FamilyParenting

Suffering end-of-year burnout? Try some of these soothing family remedies

November and December are filled with lots of joyous family events: Christmas preparations, school celebrations and break up parties.

But let’s be honest –  this time of year is also pretty stressful and tiring!

Most families’ diaries are chock-a-block with a mounting list of appointments and end-of-year this-and-that.

Whilst you mightn’t be able to change the amount of things on your plate, the experts tell us there are lots of simple things we can do to bring some calm back into our family life when things start to feel out-of-control.

We’ve compiled some of the best advice we’ve found for you here. The good news? It’s all easy to do and you can start right now.

Music in the mornings

Just like a computer needs time to boot up before it can tackle an Excel spreadsheet, our brains need to get active before they can attack the day’s to-do list, says Neurologic Music Therapist Allison Davies. And one of the best ways is with music.

“Research tells us that when we experience music, more of our brain activates than it does when we experience any other thing,” Allison says.

“And this can happen from listening to music, making music, or even just thinking about it…simply listening to music in the mornings as part of your daily routine will help activate your brain and your child’s brain so that everybody can work together more harmoniously in the mornings.

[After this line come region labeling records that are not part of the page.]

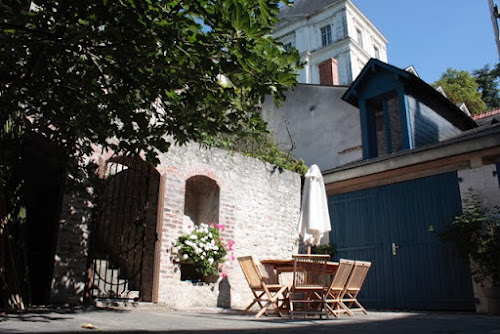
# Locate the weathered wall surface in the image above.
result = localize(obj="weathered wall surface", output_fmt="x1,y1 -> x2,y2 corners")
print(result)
52,144 -> 301,309
458,165 -> 500,209
262,84 -> 362,170
157,144 -> 300,308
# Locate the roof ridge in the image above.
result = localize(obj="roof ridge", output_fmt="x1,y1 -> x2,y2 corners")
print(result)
472,108 -> 500,120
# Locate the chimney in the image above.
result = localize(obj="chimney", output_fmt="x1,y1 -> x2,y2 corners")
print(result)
318,58 -> 339,86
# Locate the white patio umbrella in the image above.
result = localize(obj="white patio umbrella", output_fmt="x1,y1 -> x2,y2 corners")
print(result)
298,165 -> 331,253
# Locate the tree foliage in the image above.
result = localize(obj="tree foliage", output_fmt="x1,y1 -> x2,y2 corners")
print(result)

“I recommend choosing songs that your children love, make a playlist, listen to your favourite CD. You could opt for an early morning disco party — just turn on the music and all have a quick dance around the lounge room together.

“A really important element of music is it’s physicality. Movement, dancing, stretching. This, in conjunction with rhythm and melody, absolutely does wonders for getting the brain active and ready to work!” READ MORE

Embrace imperfection and the slow lane

Parenting guru Maggie Dent writes really well about her own epiphany as a 30-something busy mum that she was moving too fast through an unrealistic to-do list. She encourages parents to banish the “busy bug”.

“Seriously there are things you can stop doing – and things you can do less often – and please release the need to be perfect parents,” she says.

“It is impossible to be perfect – embrace the notion that good enough really is good enough. Indeed, allowing our kids to see how mistakes, failures and setbacks are a normal part of life helps build their resilience.

“Before you get stressed about another thing to put on your TO DO list (or in your Excel spreadsheet) relax because tiny changes make a difference.”

Some of the simple family hacks she suggests for busy periods include:

  • “Take a few minutes before bedtime for toddlers and older children – step outside and say goodnight to the stars, the moon or the birds.”
  • “Create a ‘go slow PJ weekend morning’ – even just once a month. This will bring such a gift of more connectedness and love.” READ MORE TIPS FROM MAGGIE HERE

Give thanks (especially to your child’s teachers!)

If you’re feeling stressed and overwhelmed there’s a good chance your child’s teacher is feeling the end-of-year crunch as well.

An email of thanks or a small token of your appreciation for their hard work will make their day – and you’ll feel good too. When teachers and parents work as a team and respect and value each others’ contributions, the winners are our beautiful kids – and it’s never too late to start!

“Building a mutually respectful relationship with your child’s teacher…and viewing each other as partners in the education process builds a wonderful base for future communication and trusting relationships”, says Dr Linda Willis, a lecturer in Curriculum Studies and educational researcher at The University of Queensland. Read more from Dr Willis here and here.

Prioritise Christmas family rituals

Don’t have any? Start some new ones, suggests parenting expert and father-of-six Dr Justin Coulson.

“Christmas is already busy enough. Non-stop events, too much money spent, and frantic 15 km/h driving on jam-packed roads. Gah! Who wants more to do?,” he writes. 

“But we can make Christmas meaningful for our families without exhausting our families or ourselves. One of the best and most powerful of these (techniques) is to have family traditions.

Research shows that “the happiest families have traditions – not just at Christmas, but also throughout the year,” he says.

“Family traditions hep our kids make sense of life. They provide predictability and a sense of security and safety. Most importantly, traditions help our children feel as though they fit in somewhere and traditions protect them from negative outside influences.” READ SOME OF HIS SUGGESTIONS HERE

Exercise

It’s not rocket science that exercise combats stress and anxiety but when we’re busy it’s easy to let a walk or a workout slide off your family schedule. We won’t bother providing links to the benefits of exercise – the verdict is unanimous! Another common chant from parenting experts is to get the whole family outside as often as you can – nature and fresh air create instant calm.

Keep things in perspective

Family life is busy for parents. It’s often messy, chaotic and hectic. But it’s also joyful – and short.

“Most of us experience moments of extraordinary joy when our children are young,” writes Dr Justin Coulson.

“We seem to be a little less good at finding those moments as our children get to about age three. By the time they’re in their teens it’s even harder. It gets messy in those middle year (from 3 to 23). But there is joy everywhere throughout our parenting lives if we are looking.”